En Barranquilla se registraron tres casos donde abordaron a los periodistas, los insultaron y les dijeron “medio vendido, mentiroso, fuera de la marcha”. A otro reportero lo agarraron por la espalda y lo empujaron.

La revista Semana señaló que en varias oportunidades la FLIP le ha hecho llamados al Presidente Petro para que garantice y respalde la libertad de prensa. “En las últimas horas, el Presidente Gustavo Petro ha atacado de manera reiterada y ha promovido una imagen negativa sobre el periodismo y los medios de comunicación en su conjunto”, denunció la organización en mayo pasado.

La semana pasada la organización rechazó el acoso que está recibiendo la periodista de BLU Radio Camila Zuluaga. En medio del programa Mañanas BLU, la comunicadora social leyó una carta dirigida al Presidente Petro por el acoso y los seguimientos de los que está siendo víctima, debido, según expresó, a las posturas y críticas que el mandatario ha realizado en contra de la prensa, principalmente a través de su cuenta de Twitter.

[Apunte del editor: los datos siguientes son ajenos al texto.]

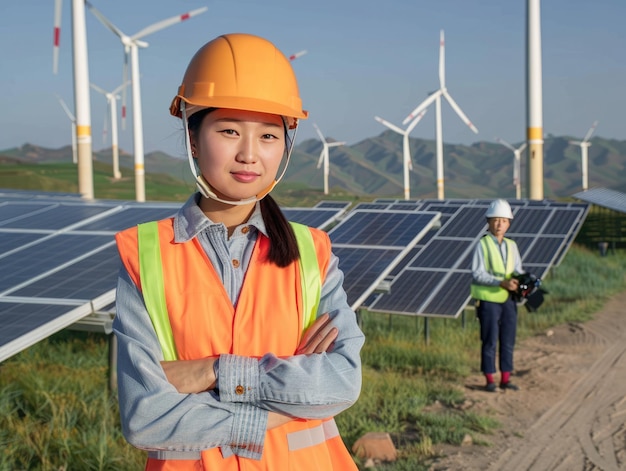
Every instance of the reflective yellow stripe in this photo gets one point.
(152, 286)
(312, 436)
(311, 279)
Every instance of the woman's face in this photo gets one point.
(239, 152)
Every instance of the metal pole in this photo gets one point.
(81, 100)
(534, 101)
(140, 186)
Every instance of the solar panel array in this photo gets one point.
(369, 243)
(604, 197)
(434, 278)
(59, 263)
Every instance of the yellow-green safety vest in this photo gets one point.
(152, 287)
(495, 265)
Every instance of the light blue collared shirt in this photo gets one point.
(156, 417)
(480, 275)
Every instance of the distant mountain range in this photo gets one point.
(374, 166)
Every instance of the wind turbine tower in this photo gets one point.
(436, 97)
(324, 158)
(584, 149)
(112, 107)
(81, 91)
(406, 151)
(73, 120)
(534, 100)
(517, 152)
(131, 48)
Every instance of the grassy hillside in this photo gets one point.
(373, 167)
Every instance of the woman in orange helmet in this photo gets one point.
(220, 365)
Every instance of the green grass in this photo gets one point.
(56, 411)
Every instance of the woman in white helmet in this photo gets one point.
(228, 360)
(496, 260)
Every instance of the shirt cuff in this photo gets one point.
(248, 434)
(239, 378)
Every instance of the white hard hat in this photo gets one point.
(499, 209)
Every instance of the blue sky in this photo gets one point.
(365, 58)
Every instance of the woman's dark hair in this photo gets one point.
(283, 243)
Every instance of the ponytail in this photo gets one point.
(283, 243)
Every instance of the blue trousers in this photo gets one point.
(498, 323)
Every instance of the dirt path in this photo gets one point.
(570, 413)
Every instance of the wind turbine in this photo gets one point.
(112, 107)
(406, 152)
(82, 105)
(58, 8)
(73, 120)
(517, 152)
(436, 97)
(324, 156)
(584, 148)
(131, 48)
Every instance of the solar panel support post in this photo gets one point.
(112, 362)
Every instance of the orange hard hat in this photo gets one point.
(244, 72)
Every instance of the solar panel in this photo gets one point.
(604, 197)
(344, 205)
(370, 243)
(58, 260)
(435, 280)
(314, 217)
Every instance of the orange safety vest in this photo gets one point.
(205, 323)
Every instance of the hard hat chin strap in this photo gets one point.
(203, 186)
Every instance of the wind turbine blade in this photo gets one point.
(124, 85)
(321, 160)
(58, 8)
(319, 133)
(153, 28)
(97, 88)
(458, 110)
(590, 132)
(417, 119)
(389, 125)
(297, 54)
(104, 20)
(505, 144)
(422, 106)
(442, 60)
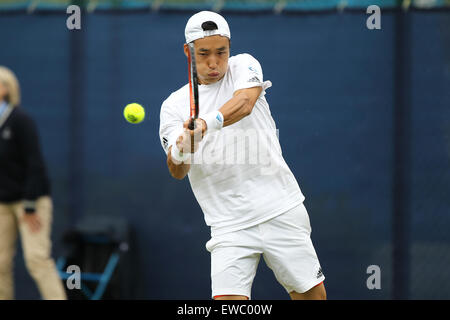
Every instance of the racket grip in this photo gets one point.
(191, 125)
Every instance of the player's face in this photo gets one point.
(3, 91)
(211, 55)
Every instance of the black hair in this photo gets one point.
(209, 25)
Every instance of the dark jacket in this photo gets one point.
(23, 175)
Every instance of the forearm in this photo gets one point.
(240, 106)
(236, 109)
(177, 169)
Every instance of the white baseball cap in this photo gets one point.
(194, 30)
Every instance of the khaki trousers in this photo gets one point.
(36, 249)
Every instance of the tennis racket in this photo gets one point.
(193, 86)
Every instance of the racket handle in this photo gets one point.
(191, 125)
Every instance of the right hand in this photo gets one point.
(189, 140)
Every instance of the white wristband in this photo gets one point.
(178, 155)
(214, 121)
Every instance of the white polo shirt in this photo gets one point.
(238, 174)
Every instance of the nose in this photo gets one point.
(212, 63)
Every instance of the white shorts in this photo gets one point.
(284, 242)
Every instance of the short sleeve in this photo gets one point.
(247, 73)
(170, 126)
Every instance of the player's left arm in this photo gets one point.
(240, 106)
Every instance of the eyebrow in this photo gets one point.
(207, 50)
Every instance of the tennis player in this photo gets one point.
(249, 197)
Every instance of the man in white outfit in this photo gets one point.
(249, 197)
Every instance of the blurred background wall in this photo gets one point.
(337, 91)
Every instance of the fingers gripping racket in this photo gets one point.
(193, 86)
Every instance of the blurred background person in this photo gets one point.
(25, 201)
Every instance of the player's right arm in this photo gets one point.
(177, 169)
(185, 145)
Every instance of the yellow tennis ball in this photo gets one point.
(134, 113)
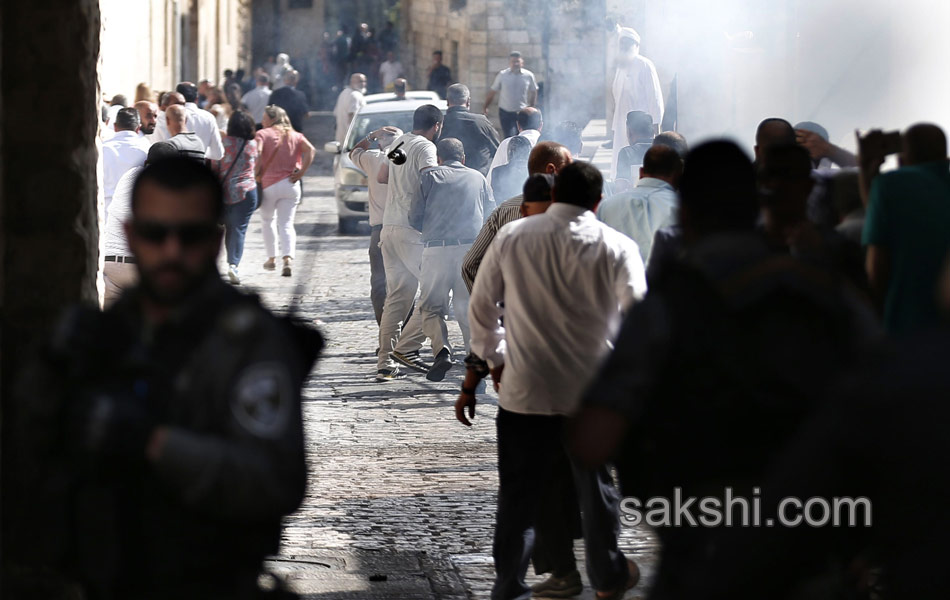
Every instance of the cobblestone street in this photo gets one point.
(402, 497)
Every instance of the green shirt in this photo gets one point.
(909, 216)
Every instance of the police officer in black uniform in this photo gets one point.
(171, 423)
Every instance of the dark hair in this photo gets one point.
(923, 143)
(640, 122)
(673, 140)
(662, 161)
(774, 132)
(457, 94)
(580, 184)
(519, 147)
(718, 188)
(426, 117)
(188, 90)
(160, 151)
(786, 162)
(181, 174)
(450, 149)
(568, 134)
(815, 128)
(529, 118)
(545, 153)
(127, 119)
(538, 188)
(241, 125)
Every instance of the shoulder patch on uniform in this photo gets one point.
(262, 399)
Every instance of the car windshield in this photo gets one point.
(365, 124)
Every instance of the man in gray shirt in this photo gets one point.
(449, 211)
(516, 89)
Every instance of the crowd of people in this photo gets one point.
(690, 320)
(702, 319)
(254, 142)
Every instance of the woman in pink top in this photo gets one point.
(285, 155)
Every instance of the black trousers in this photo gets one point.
(509, 123)
(530, 448)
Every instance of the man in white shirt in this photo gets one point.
(529, 122)
(202, 122)
(402, 245)
(516, 89)
(348, 104)
(119, 270)
(389, 71)
(562, 281)
(636, 87)
(148, 119)
(183, 137)
(371, 161)
(647, 208)
(124, 151)
(257, 99)
(161, 126)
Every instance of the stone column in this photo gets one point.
(48, 196)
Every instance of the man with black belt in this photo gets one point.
(449, 211)
(516, 89)
(119, 270)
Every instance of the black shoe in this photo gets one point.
(443, 362)
(559, 587)
(384, 375)
(411, 360)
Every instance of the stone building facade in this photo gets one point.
(162, 42)
(562, 42)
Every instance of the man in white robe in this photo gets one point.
(636, 87)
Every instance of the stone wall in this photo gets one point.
(48, 206)
(162, 42)
(562, 43)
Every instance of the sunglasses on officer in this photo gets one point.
(188, 234)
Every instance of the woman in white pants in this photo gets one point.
(285, 155)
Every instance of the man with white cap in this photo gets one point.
(636, 87)
(371, 160)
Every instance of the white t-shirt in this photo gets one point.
(256, 101)
(120, 211)
(501, 154)
(205, 125)
(349, 102)
(389, 71)
(404, 179)
(514, 89)
(123, 152)
(371, 161)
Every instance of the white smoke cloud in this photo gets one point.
(847, 64)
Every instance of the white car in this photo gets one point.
(350, 183)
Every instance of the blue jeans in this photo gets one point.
(236, 218)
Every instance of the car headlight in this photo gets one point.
(353, 177)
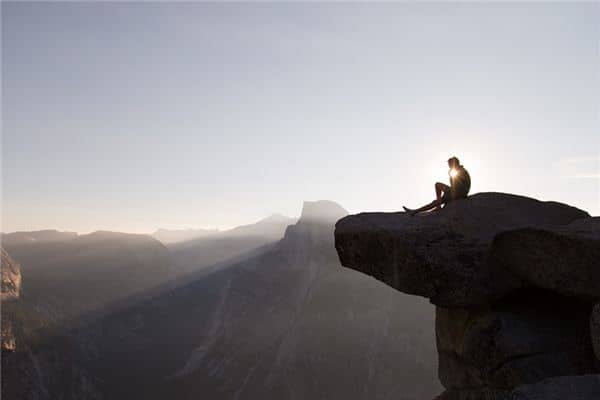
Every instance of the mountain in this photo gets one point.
(11, 289)
(11, 277)
(71, 275)
(282, 322)
(227, 247)
(170, 236)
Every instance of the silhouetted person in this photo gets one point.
(460, 183)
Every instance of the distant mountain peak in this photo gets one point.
(322, 210)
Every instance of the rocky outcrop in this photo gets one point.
(595, 330)
(514, 280)
(11, 277)
(11, 289)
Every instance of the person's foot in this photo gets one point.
(409, 211)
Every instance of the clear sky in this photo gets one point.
(137, 116)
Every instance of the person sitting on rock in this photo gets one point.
(460, 183)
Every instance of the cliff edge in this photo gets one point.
(514, 280)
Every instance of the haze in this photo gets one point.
(132, 117)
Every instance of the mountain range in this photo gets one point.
(275, 318)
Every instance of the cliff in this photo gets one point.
(514, 281)
(11, 289)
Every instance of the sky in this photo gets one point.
(136, 116)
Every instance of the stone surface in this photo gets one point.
(595, 330)
(444, 255)
(514, 280)
(511, 345)
(564, 259)
(11, 277)
(584, 387)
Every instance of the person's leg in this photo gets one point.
(434, 204)
(439, 189)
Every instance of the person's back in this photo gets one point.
(460, 183)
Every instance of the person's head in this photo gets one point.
(453, 162)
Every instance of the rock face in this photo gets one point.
(514, 280)
(11, 288)
(595, 329)
(11, 277)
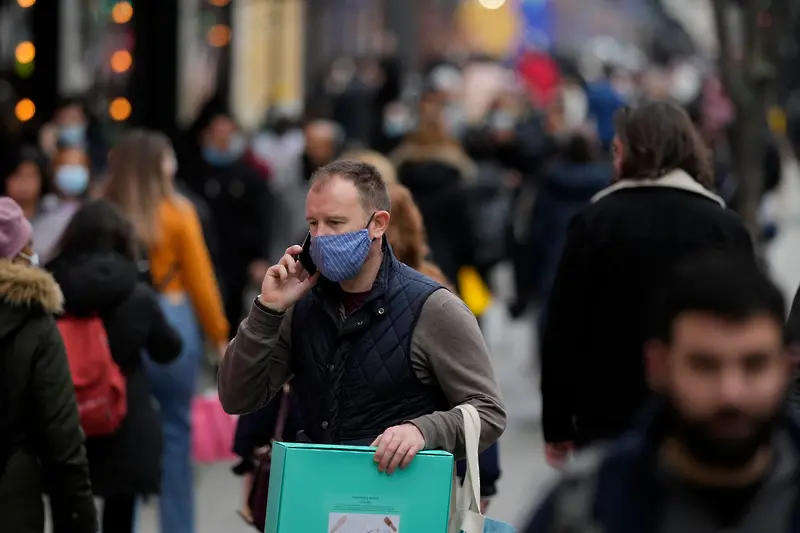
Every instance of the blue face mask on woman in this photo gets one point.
(341, 257)
(224, 158)
(72, 180)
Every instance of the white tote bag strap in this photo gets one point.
(470, 493)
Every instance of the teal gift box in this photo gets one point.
(317, 488)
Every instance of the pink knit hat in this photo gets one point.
(15, 230)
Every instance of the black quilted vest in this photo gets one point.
(353, 375)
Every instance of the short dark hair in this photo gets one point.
(659, 137)
(100, 226)
(721, 284)
(366, 178)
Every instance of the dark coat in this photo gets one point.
(566, 189)
(625, 481)
(105, 284)
(438, 177)
(38, 411)
(618, 252)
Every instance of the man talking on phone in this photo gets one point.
(377, 353)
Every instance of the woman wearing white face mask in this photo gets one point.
(71, 178)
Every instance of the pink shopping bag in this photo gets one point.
(212, 430)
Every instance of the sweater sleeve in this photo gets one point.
(198, 275)
(447, 348)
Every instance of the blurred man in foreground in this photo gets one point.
(719, 452)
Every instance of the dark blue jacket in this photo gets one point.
(625, 485)
(353, 375)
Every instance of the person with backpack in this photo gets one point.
(111, 319)
(141, 181)
(41, 442)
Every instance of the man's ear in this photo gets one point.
(655, 361)
(379, 225)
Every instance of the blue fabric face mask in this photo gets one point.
(341, 257)
(224, 158)
(72, 180)
(73, 135)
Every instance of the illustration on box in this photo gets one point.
(363, 523)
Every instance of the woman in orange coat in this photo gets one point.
(141, 181)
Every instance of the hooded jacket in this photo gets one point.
(41, 441)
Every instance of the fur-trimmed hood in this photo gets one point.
(677, 179)
(24, 286)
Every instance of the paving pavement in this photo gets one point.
(512, 345)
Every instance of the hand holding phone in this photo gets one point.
(286, 282)
(305, 256)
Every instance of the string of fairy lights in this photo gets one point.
(120, 60)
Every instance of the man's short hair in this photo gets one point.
(659, 137)
(724, 285)
(366, 178)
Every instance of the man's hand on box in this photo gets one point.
(397, 446)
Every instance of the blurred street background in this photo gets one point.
(514, 84)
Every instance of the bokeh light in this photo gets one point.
(122, 12)
(219, 35)
(492, 4)
(121, 60)
(119, 109)
(25, 52)
(25, 110)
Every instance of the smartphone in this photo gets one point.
(305, 256)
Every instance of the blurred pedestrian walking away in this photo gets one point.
(618, 252)
(718, 449)
(141, 181)
(41, 441)
(97, 269)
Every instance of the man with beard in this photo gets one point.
(719, 450)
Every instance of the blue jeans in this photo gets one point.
(174, 385)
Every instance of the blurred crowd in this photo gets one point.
(488, 163)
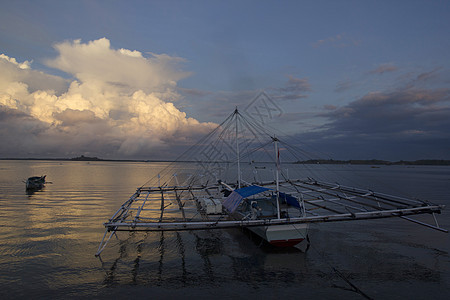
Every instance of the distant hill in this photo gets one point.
(422, 162)
(86, 158)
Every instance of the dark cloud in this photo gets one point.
(294, 89)
(338, 41)
(343, 86)
(383, 69)
(405, 124)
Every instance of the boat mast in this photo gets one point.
(237, 149)
(277, 159)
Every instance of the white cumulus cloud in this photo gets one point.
(119, 103)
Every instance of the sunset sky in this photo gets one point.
(144, 79)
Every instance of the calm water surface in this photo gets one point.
(48, 240)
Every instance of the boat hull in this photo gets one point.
(286, 235)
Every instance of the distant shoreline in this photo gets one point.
(421, 162)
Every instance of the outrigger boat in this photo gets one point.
(223, 187)
(35, 182)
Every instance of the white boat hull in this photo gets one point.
(286, 235)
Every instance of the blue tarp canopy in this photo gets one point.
(236, 197)
(291, 200)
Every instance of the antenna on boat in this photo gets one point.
(277, 159)
(237, 149)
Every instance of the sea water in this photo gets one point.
(48, 240)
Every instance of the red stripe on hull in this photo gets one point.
(285, 243)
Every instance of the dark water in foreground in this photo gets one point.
(48, 241)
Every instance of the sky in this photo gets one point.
(145, 79)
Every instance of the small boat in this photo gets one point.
(35, 182)
(216, 184)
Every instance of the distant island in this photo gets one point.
(421, 162)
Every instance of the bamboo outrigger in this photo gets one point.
(209, 199)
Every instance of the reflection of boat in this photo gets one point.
(35, 182)
(214, 191)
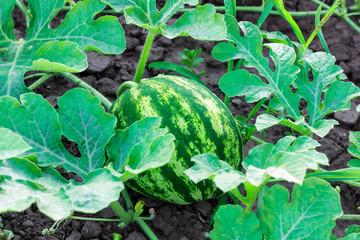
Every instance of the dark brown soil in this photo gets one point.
(191, 222)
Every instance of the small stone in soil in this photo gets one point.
(136, 236)
(106, 86)
(97, 62)
(349, 117)
(75, 235)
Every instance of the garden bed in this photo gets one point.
(107, 72)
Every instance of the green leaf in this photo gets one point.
(288, 159)
(22, 183)
(177, 68)
(310, 214)
(265, 13)
(232, 222)
(6, 23)
(11, 144)
(321, 92)
(85, 122)
(96, 193)
(209, 166)
(143, 4)
(140, 147)
(279, 4)
(80, 118)
(54, 50)
(337, 96)
(320, 34)
(199, 23)
(265, 121)
(249, 47)
(144, 13)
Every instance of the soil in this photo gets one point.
(106, 73)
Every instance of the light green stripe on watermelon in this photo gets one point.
(200, 122)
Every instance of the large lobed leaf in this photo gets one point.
(232, 222)
(140, 147)
(310, 214)
(33, 130)
(201, 22)
(22, 183)
(209, 166)
(324, 93)
(288, 159)
(80, 118)
(54, 50)
(249, 47)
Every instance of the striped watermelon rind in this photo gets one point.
(200, 122)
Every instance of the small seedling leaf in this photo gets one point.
(140, 147)
(288, 159)
(55, 196)
(54, 50)
(209, 166)
(249, 47)
(306, 216)
(201, 23)
(96, 193)
(337, 96)
(232, 222)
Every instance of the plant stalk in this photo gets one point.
(257, 140)
(144, 56)
(147, 230)
(83, 84)
(124, 86)
(256, 194)
(96, 219)
(40, 81)
(20, 4)
(126, 196)
(318, 27)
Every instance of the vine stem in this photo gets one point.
(35, 75)
(124, 215)
(127, 199)
(317, 29)
(83, 84)
(124, 86)
(256, 194)
(349, 217)
(144, 56)
(23, 8)
(40, 81)
(119, 210)
(96, 219)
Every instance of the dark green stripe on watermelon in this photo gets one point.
(200, 122)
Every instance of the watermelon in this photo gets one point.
(200, 122)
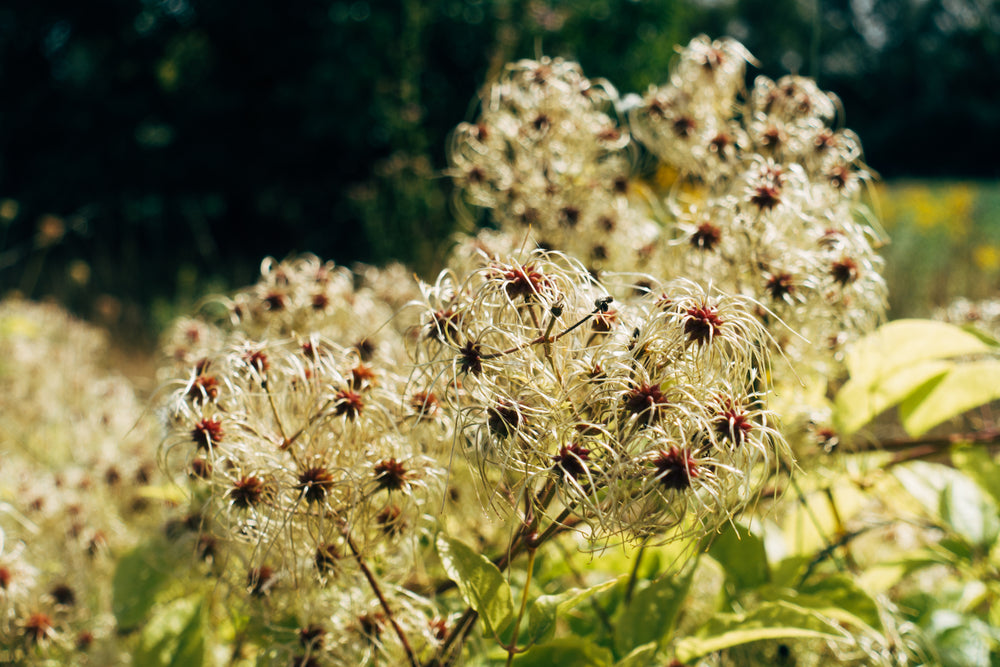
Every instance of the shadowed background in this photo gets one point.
(152, 151)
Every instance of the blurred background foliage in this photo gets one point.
(152, 151)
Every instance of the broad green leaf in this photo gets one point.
(139, 577)
(966, 386)
(652, 612)
(861, 400)
(970, 513)
(839, 598)
(568, 652)
(174, 636)
(480, 582)
(546, 609)
(770, 620)
(904, 343)
(960, 640)
(640, 657)
(950, 495)
(926, 482)
(741, 554)
(977, 464)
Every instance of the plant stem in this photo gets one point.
(381, 597)
(512, 648)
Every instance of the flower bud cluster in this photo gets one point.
(314, 458)
(75, 468)
(548, 154)
(766, 202)
(633, 413)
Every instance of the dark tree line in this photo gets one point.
(176, 141)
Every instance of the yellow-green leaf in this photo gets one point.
(965, 386)
(479, 581)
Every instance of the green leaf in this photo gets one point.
(899, 359)
(970, 513)
(652, 613)
(966, 386)
(139, 577)
(953, 497)
(642, 656)
(771, 620)
(479, 581)
(926, 482)
(741, 554)
(960, 640)
(174, 636)
(546, 609)
(978, 465)
(568, 652)
(840, 598)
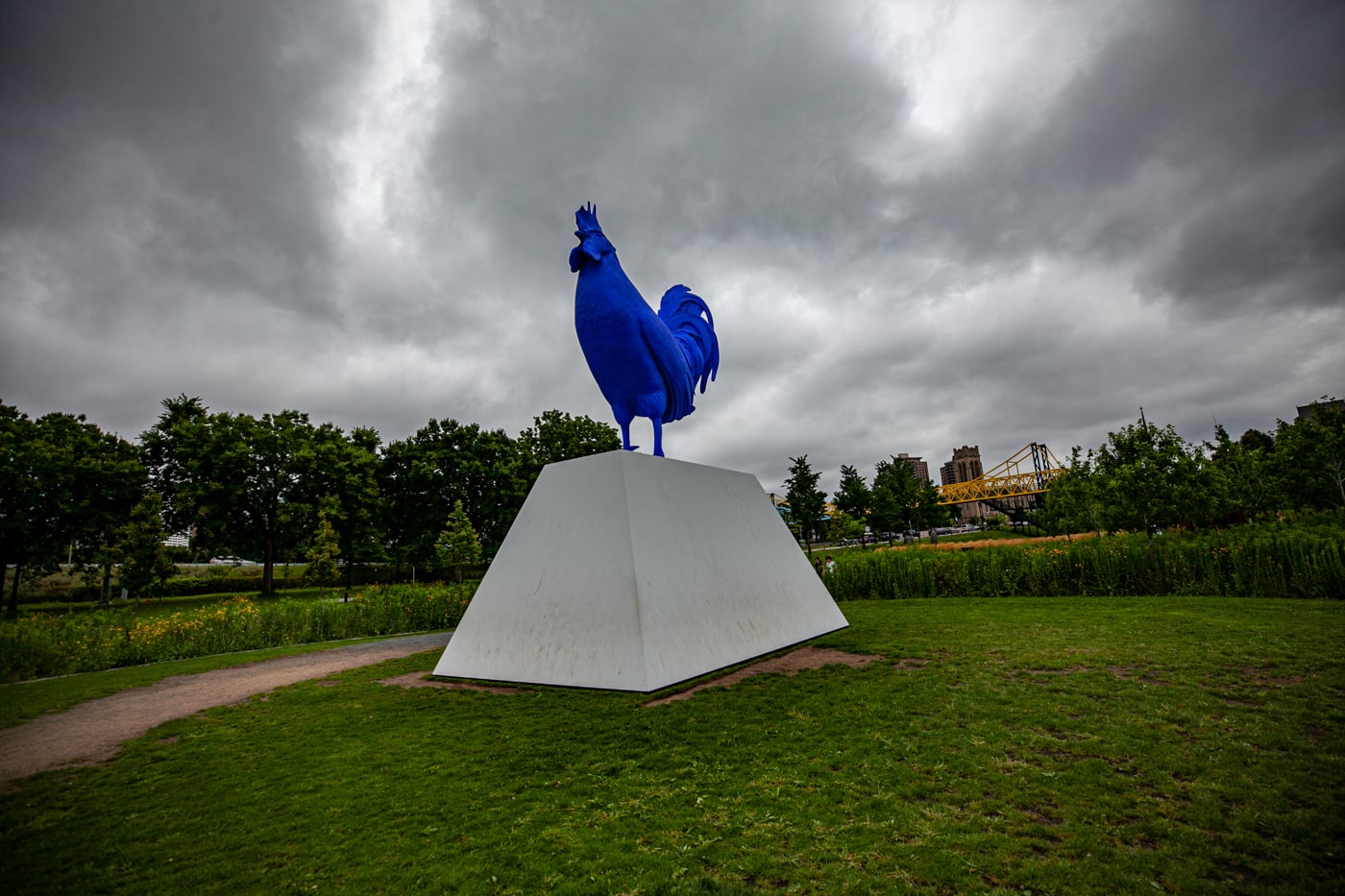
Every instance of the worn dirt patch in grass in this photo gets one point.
(789, 664)
(423, 680)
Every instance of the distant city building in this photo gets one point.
(1308, 410)
(918, 467)
(964, 467)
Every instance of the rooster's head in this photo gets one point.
(594, 245)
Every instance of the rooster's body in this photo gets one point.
(646, 365)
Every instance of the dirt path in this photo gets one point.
(94, 731)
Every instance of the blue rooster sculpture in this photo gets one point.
(646, 365)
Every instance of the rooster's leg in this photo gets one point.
(625, 433)
(658, 435)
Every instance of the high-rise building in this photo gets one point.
(964, 467)
(918, 467)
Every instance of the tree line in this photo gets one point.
(1143, 478)
(894, 500)
(275, 487)
(1147, 478)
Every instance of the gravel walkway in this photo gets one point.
(94, 731)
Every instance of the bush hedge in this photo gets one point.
(1263, 563)
(39, 644)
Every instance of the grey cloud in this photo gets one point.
(175, 137)
(750, 123)
(1186, 110)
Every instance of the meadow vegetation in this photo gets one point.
(1068, 745)
(1263, 561)
(42, 644)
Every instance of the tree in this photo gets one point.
(245, 485)
(457, 545)
(62, 482)
(927, 510)
(893, 496)
(346, 472)
(145, 567)
(557, 436)
(851, 496)
(322, 553)
(1310, 456)
(421, 476)
(1241, 476)
(1149, 479)
(807, 502)
(844, 526)
(1075, 498)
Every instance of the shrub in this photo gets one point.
(1243, 563)
(37, 646)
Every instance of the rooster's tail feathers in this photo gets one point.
(681, 311)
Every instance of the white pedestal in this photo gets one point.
(632, 572)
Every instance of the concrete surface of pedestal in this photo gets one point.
(632, 572)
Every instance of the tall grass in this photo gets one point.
(39, 644)
(1266, 563)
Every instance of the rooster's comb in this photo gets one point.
(587, 221)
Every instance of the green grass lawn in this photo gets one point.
(26, 700)
(1068, 745)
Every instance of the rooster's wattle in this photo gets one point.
(646, 365)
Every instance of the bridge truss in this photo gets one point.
(1028, 472)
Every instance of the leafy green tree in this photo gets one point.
(323, 552)
(177, 453)
(851, 496)
(457, 545)
(1075, 499)
(844, 526)
(421, 476)
(63, 482)
(346, 480)
(1149, 479)
(145, 567)
(927, 512)
(244, 485)
(807, 502)
(1308, 458)
(557, 436)
(893, 496)
(1241, 476)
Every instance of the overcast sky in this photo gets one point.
(918, 225)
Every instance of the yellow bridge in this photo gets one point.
(1028, 472)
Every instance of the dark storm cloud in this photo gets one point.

La periodista comentó que en redes sociales fue publicado un video de ella mientras paseaba con su hijo de un año en los alrededores de su casa en Bogotá, lo que demuestra que está “siendo objeto de seguimientos por parte de personas afectas a su proyecto político, señor Presidente Petro, y que asumen una actitud de hostigamiento por la información y opiniones que expreso con relación a su gobierno”.

En Twitter, Petro corrige a medios de comunicación y sus trabajadores como método de defensa ante lo que llama una “verdadera campaña de desinformación” en contra de su gobierno.

Por ejemplo, en mayo calificó de “noticia mentirosa” un informe sobre la posible pérdida de empleos que generaría una reforma laboral que plantea el presidente ante el Congreso. Para la FLIP esos “mensajes terminan restándoles credibilidad” a los medios y buscan “presionar la agenda mediática” para que la prensa “aborde favorablemente su gestión”.

Con sus ataques, Petro alimenta un “discurso en el que la prensa es antagonista y así abre la puerta a la criminalización de los medios”, agregó la ONG.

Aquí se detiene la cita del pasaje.